John's idea was to use Dryad as an Institutional service, where the University could pay an annual fee, then their researchers would no longer need to pay a per article data deposit fee. Talks with Dryad began, and they agreed to seek support of other institutions to promote the new service. Fees were agreed on a sliding scale, where a big Institution would pay more (about $13,000 USD per year) and a smaller Institution would pay less (about $3,000 USD per year).

At the workshop I attended, there were representatives from a number of Australian Universities and research organisations; RMIT, Deakin, Victoria University, CSIRO, University of Sydney, University of New South Wales, Queensland University of Technology, Aarnet, Monash University, plus myself and my colleagues from ARDC, the Australian Research Data Commons. In a final quiz item, the attendees said they were interested in the new service, but that they were not the ones to sign off on that type of purchase. It raised the question of what was the next steps. How could Australian institutions contribute to interest in this new idea for a repository? This blog post was one of those next steps.
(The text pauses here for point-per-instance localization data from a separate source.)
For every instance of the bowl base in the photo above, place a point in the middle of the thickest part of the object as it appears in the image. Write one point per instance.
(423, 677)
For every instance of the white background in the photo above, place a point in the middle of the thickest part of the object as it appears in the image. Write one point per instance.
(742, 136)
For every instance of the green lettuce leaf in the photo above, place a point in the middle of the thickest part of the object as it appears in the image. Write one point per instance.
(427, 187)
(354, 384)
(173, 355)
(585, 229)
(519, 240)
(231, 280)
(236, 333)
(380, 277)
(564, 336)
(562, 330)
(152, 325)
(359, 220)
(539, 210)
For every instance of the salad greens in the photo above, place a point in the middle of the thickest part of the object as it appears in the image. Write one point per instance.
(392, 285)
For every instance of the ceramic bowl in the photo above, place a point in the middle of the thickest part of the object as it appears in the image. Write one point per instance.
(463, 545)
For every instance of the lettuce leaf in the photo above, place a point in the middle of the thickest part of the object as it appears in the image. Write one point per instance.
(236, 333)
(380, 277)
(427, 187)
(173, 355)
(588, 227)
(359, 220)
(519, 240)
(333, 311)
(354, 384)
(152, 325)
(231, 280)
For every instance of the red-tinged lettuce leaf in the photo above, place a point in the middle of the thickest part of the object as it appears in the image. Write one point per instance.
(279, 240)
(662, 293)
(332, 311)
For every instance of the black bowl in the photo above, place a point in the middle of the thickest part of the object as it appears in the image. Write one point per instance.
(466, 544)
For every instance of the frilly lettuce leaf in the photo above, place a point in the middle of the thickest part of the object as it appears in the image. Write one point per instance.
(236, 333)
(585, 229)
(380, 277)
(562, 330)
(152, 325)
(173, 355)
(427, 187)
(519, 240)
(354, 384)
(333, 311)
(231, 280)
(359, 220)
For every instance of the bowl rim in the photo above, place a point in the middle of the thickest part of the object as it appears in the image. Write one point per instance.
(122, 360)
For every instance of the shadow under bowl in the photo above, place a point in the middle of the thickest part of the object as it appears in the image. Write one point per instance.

There were a number of obvious benefits:
- paying a non-profit community run organisation, rather than a commercial provider, so it should be a little cheaper
- community can drive what the system looks like, and the functions can be responsive to community needs
- using a system that already has a lot of researcher users (over 60,000), and journal integration.
- using a trusted system (certified with CoreTrustSeal recognised certification).

But there were some obvious challenges:
- if you were to use this system, how would we transition from our current system to this new system?
- would there be local support in Australia to help users, and help Institutions make a business case, and help researchers use the Dryad system?

There were a number of questions raised:
- where would the data be stored? In the US. But a copy could be kept locally.
- what about sensitive data, which has to be stored in Australia (or an equivalently privacy-protected jurisdiction ie not the US which has weaker privacy rules)? Dryad doesn't accept sensitive data, so where the data is stored should not be an issue.
- what size data can be sent to Dryad? (As a file up to 10Gb; and from a URL up to 100Gb)
- can we use specific data description types (vocabularies)? Should be fine, John said.
- can we get descriptions of data belonging to our Institutions, back into institutional systems? Contact Dryad for discussion.
- have CDL/Dryad talked to the Australian infrastructure provider, QCIF, who manages the RedBox repository? or Figshare? about how to create a win-win amongst the various repository providers? No, but there is enough room in the ecosystem to allow different repositories to service different users/
- were there any plans to have people in Australian to promote the services and educate institutions and users about the benefits of the system, like Figshare's sales team? Not at this stage.

Later that same day, I was at another event, and spoke to Natalie Meyers, University of Notre Dame, who is an ambassador for the Center for Open Science and interested in having more integrations with the Open Science Framework (OSF). She wondered if by engaging a larger community to join a Dryad Institutional service, there might be incentive to enhance the Dryad API to make it more consumable and its endpoints more interoperable with other open science platforms like OSF? John, in response, says the new software development work  at CDL/Dryad will provide exactly this type of opportunity by leveraging CDl's DaSH API (see API docs and github repo). 

So, it is obvious that the community needs to keep talking about what to do next, what questions are still left unanswered, and how to sell the idea to the money people at your institution. That will require at least in the beginning, glossy flyers, and ultimately a business case to assess the costs and benefits. See also the Dryad blogpost (May '18) announcing the partnership with CDL (follow up Oct '18 post).

If you have any questions, please post them in the comments section below and I will send them along to John (john.chodacki - at- ucop.edu) to answer.

NB: Where I work at ARDC, we have a policy of vendor neutrality, so this post should not be read as an assessment of the value of the CDL/Dryad service, but does seek to point out the many issues to be wrestled with in making a value assessment.
=
Thanks to Natalie and John for their feedback on this post.